The statistical significance value was considered for P ≤ 0.05, emphasized in bold.

aWilcoxon signed-rank test.

bPaired-Samples t test.

For kinematic assessment, both the mean time in trial execution and smoothness, intended as normalized jerk, significantly changed after the treatment, showing an optimization of the trajectories' morphology. We considered the normalized jerk as a smoothness parameter to avoid the differences in patients' functionalities that affect the jerk metric in the easiest task, as displayed in Table 3. On the contrary, the velocity did not change significantly in both the evaluated tasks. This evidence showed that the mean movement velocity should not be a parameter expected to change, in a workspace specifically designed for fingers/wrist movement.
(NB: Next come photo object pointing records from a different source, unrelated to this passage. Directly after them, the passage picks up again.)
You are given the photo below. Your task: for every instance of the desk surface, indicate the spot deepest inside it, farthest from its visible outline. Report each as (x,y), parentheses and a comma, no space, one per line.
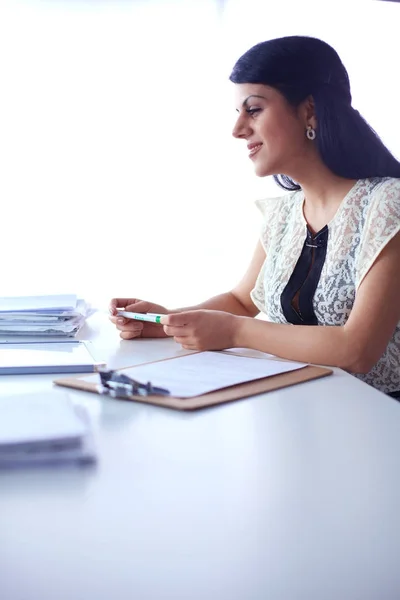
(287,496)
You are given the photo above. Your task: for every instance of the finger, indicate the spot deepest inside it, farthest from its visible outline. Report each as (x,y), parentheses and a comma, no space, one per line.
(138,306)
(128,324)
(129,335)
(117,303)
(176,319)
(173,331)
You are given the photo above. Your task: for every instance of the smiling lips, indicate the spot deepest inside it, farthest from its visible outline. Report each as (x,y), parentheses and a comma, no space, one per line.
(254,148)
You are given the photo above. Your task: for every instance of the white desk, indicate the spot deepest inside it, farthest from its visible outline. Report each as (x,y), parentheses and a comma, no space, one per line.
(288,496)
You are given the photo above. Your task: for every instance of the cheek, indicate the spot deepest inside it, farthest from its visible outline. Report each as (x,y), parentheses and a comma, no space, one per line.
(281,136)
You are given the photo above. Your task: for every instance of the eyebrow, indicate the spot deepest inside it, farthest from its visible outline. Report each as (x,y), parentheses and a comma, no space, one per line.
(244,103)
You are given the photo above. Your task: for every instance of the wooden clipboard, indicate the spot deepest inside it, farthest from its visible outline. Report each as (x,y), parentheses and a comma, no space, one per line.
(220,396)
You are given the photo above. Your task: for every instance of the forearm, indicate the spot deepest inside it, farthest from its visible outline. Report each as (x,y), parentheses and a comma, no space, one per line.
(310,344)
(226,302)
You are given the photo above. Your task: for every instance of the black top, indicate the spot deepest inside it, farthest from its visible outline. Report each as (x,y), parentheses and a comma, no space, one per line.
(304,280)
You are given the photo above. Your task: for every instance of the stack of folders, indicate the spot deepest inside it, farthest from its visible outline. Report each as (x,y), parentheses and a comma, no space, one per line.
(37,429)
(55,316)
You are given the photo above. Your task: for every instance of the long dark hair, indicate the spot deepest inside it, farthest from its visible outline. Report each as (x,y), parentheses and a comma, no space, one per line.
(299,67)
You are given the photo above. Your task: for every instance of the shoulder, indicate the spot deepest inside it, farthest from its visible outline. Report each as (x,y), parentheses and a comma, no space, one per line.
(279,205)
(385,189)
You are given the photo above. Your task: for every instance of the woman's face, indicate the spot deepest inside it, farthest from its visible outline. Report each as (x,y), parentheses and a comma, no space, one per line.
(275,131)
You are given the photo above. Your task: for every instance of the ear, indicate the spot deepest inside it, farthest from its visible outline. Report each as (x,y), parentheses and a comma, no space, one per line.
(307,112)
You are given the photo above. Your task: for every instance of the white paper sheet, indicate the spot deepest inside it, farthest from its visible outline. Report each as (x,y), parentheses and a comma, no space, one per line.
(38,303)
(204,372)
The fMRI analysis (Figure 12) showed that before therapy the requested active finger movement induced, in the affected hemisphere, an activation of the frontal and parietal regions (presumably depending on semantic processes activated together with the motor area) and also an ipsilateral cortical activation of the nonaffected hemisphere. After treatment the ipsilateral activation almost disappeared, while, in the affected hemisphere, all the activations were brought back to a pattern close to the normal one, as for the right finger.

Figure 12.

Figure 12

Cortical activation at fMRI. The cortical activation of the healthy (a, b) and impaired (c, d, e, f) finger movements are displayed. The activation of the right finger did not change one month later and was displayed for comparison. Before the treatment, the impaired finger movements induced bilateral activations. After the therapy the ipsilateral activations almost disappeared, while the contralateral activation tuned to M1 as for the healthy finger. L = left hemisphere; R = right hemisphere.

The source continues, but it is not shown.